A series called “Puhutaan tiedejulkaisemisesta” (Let’s talk about scientific publishing) covered different themes related to domestic scientific publishing.
There is no science without publishing and publishing requires multiple skills, resources and a lot of work. In September we talked about domestic scientific publishing in a series called “Puhutaan tiedejulkaisemisesta” (Let’s talk about scientific publishing). We covered themes such as what domestic scientific publishing costs, what it takes, why it matters to publish also in other languages than just English and why it is important to communicate science also for a larger audience.
All the articles (in Finnish) can be found here and you can follow the discussion on social media with the hashtag #PuhutaanTiedejulkaisemisesta. Below you can find an English summary of the themes discussed in the series.
A lot gets done with small resources in domestic scientific publishing
Internationally speaking, the field of scientific publishing is dominated by big commercial publishers trying to make profit. In Finland, however, the majority of scientific publishing is executed by learned societies working with small budgets and by largely relying on academic voluntary work.
Despite resources being small, a lot still gets done: when all the domestic publishers are summed together, their combined share in Finnish publishing scheme is close to that of Elsevier and Springer.
In order for research outputs to be in reach of everybody, they should be openly available.
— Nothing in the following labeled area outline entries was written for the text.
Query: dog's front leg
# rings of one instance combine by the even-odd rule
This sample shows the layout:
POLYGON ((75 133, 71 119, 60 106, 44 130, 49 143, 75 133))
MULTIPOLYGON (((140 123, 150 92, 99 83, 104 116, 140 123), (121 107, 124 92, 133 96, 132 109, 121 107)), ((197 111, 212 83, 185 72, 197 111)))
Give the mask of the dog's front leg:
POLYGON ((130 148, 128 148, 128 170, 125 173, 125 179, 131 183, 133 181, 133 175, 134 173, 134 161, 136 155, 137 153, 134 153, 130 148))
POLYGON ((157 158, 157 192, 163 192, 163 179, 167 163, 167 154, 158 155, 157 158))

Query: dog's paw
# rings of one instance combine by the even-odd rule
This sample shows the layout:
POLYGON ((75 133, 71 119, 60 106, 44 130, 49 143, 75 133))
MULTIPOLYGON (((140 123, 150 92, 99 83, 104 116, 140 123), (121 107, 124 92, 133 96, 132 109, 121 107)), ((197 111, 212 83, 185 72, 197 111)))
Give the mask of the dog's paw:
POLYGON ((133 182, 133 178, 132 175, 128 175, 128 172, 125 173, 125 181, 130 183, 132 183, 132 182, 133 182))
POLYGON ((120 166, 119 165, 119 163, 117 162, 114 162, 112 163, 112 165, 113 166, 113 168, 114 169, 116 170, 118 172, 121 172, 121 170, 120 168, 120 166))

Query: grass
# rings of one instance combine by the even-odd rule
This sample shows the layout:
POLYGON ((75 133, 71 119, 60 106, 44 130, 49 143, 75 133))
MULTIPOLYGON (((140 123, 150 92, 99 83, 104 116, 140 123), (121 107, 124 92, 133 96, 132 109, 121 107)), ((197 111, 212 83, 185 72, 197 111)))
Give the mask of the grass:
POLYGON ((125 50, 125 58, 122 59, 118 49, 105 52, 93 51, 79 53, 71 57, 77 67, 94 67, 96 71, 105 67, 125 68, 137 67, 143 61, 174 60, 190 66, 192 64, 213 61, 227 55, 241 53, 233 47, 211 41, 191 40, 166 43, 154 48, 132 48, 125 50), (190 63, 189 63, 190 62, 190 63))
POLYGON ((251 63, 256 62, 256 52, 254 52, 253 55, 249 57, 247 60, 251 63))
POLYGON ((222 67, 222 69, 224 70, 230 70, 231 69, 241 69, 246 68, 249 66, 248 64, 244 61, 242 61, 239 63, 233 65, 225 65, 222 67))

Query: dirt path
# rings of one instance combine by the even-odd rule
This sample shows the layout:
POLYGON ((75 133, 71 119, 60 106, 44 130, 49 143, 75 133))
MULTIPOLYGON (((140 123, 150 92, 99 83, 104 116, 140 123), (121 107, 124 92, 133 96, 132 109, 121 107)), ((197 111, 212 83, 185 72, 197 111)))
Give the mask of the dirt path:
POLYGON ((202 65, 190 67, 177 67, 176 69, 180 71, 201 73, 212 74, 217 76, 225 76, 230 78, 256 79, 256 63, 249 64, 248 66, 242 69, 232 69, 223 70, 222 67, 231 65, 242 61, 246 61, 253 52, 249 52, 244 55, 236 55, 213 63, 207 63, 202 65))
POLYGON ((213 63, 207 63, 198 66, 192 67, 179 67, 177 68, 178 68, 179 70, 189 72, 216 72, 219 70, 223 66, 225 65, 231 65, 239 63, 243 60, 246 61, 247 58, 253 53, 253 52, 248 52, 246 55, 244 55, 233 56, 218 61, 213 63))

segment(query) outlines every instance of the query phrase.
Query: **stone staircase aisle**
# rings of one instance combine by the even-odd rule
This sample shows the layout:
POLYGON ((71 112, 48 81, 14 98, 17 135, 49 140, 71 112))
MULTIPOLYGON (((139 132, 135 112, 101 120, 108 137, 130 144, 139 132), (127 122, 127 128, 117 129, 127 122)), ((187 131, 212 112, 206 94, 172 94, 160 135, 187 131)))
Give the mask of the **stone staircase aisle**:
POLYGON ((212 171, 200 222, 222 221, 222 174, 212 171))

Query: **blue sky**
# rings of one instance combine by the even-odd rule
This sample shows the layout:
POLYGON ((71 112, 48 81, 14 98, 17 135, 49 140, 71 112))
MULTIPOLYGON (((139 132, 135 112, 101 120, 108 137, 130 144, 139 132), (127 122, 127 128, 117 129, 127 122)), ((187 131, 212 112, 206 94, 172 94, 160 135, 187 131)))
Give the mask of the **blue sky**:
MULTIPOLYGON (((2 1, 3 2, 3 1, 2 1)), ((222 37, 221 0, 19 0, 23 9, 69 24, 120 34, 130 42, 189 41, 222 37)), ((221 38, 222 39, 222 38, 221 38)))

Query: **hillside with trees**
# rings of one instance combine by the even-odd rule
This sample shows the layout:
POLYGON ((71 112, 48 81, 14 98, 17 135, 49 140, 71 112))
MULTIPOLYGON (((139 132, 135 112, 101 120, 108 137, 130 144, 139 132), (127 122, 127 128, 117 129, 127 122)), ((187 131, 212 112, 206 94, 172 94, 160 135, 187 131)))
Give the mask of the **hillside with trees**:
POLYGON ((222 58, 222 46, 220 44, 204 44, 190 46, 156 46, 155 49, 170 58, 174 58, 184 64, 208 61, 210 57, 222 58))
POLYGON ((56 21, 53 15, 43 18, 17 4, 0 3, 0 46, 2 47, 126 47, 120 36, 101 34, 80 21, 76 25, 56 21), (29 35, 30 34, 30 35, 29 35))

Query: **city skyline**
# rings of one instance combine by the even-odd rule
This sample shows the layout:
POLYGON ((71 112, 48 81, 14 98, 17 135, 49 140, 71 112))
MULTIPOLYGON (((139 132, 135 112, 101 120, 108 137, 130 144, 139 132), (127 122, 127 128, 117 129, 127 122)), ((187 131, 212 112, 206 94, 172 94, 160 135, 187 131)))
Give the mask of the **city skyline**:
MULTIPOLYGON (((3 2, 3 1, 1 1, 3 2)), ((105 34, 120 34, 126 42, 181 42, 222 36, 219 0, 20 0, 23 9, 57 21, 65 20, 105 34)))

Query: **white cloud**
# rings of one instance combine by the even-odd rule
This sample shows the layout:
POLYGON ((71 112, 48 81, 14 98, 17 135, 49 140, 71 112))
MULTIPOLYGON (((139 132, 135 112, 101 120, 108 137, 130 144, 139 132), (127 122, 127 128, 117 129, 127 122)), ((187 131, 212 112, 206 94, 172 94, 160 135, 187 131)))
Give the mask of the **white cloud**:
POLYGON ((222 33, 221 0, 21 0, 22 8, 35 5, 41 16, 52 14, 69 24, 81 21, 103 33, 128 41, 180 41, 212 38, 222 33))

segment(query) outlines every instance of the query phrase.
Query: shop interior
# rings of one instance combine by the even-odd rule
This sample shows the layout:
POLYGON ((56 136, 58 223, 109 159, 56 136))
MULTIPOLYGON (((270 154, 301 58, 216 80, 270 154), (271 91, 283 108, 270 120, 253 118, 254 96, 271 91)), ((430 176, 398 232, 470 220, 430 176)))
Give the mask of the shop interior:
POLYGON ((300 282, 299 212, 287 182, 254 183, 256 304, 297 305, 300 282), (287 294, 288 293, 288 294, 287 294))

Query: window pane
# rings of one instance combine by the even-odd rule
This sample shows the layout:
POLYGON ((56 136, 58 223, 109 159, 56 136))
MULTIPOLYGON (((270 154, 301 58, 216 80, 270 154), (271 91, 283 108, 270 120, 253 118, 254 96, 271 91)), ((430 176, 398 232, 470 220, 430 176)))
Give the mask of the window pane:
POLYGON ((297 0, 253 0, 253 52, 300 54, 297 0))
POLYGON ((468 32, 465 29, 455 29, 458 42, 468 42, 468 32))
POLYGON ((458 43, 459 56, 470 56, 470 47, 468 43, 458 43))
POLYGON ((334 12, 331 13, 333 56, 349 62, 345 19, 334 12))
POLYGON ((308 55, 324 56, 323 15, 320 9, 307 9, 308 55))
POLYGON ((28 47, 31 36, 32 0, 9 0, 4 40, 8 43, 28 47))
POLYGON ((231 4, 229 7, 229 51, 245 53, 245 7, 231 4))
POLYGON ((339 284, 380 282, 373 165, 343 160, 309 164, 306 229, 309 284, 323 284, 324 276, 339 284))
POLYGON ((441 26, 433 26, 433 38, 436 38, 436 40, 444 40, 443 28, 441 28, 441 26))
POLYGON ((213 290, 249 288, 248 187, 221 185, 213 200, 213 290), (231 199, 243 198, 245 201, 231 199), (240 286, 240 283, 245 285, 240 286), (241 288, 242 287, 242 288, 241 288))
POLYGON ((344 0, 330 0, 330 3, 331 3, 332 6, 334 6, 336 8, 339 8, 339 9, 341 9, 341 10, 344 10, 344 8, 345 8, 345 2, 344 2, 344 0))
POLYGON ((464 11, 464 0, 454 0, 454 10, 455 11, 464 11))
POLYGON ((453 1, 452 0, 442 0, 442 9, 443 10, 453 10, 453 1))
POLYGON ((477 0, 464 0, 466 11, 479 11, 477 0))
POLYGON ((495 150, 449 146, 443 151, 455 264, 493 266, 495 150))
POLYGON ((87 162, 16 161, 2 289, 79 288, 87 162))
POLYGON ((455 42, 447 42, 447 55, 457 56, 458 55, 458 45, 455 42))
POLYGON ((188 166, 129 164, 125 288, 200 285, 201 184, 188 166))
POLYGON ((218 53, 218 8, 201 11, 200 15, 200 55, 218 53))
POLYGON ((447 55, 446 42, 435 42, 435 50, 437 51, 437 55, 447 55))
Open access can be achieved via various ways (Green, Gold, Diamond…), which all have their own upsides and downsides. (Read also: The cost of convenience: The need for a steering wheel on the open access shopping cart) Finnish learned societies have traditionally funded their work with membership fees. But if the journal, which has been the main membership benefit, will be openly available for everybody, are people still willing to pay the membership fee?
The learned societies are nevertheless positive about OA. For example, the Finnish Political Science Association has been innovating new membership benefits to cover the exclusive reading rights to the journal, e.g., organised panel discussions between researchers. The issue in all such activities is the lack of resources, not just monetary but also the time of researchers.
The competition in academia has been getting tougher and tougher, and as a result the to-do lists of researchers have been getting longer and longer. First things to be removed from that list tend to be all the “extra” tasks, which have traditionally been done as a part of scientists work but are not directly benefiting one’s career. One of these is peer-reviewing, which tends to go unnoticed in assessments but is a crucial element of scientific publishing.
Diverse communication is an important part of science
If the peer-reviewed domestic scientific journals are struggling with resources, the situation is even more challenging for popular journals. Their funding is mainly based on temporary grants, which makes the long-term operation very difficult. The paradox is, that everyone seems to value science communication as an important part of science but nobody seems to be willing to pay for it. Organising some kind of long-term, permanent funding system for popular journals would make all the difference for their operation.
Publishing research outputs in a language the majority of the research community can understand, namely English, is important for the sake of scientific progression. However, publishing in other languages should be encouraged too, as using only English as the single language of science is problematic. Publishing in other languages helps to keep them as living scientific languages. As there are thousands of languages in the world, it would be strange if science would happen only in one of them.
But, it is not necessary to choose just one: the discussion can happen in multiple arenas and in multiple languages. Even if the scientific publication itself is in English, it can be discussed also in other languages. One good example is the popularised discussion of Russian waste management carried out in multiple languages (English, Finnish, Russian) in online research forum Versus. (Read also: Helsinki Initiative on Multilingualism in Scholarly Communication)
Is the future for the domestic publication field in cooperation?
The concept of megajournal has been suggested as one potential solution for funding the OA in domestic journals. Megajournal does not, however, seem to be a likely solution primarily because currently there is no funding source for such an effort. Even though a megajournal would not be a suitable concept for domestic publishing, it might nevertheless contain applicable elements.
The field of scientific publishing is in change and the direction of the change is hard to predict. Thus searching for pervasive options to keep the domestic scientific publication viable and community-driven is important. The closest equivalent for a megajournal is Journal.fi platform, in which expert communities, such as learned societies, are in charge of sharing the research outputs and knowledge of their field.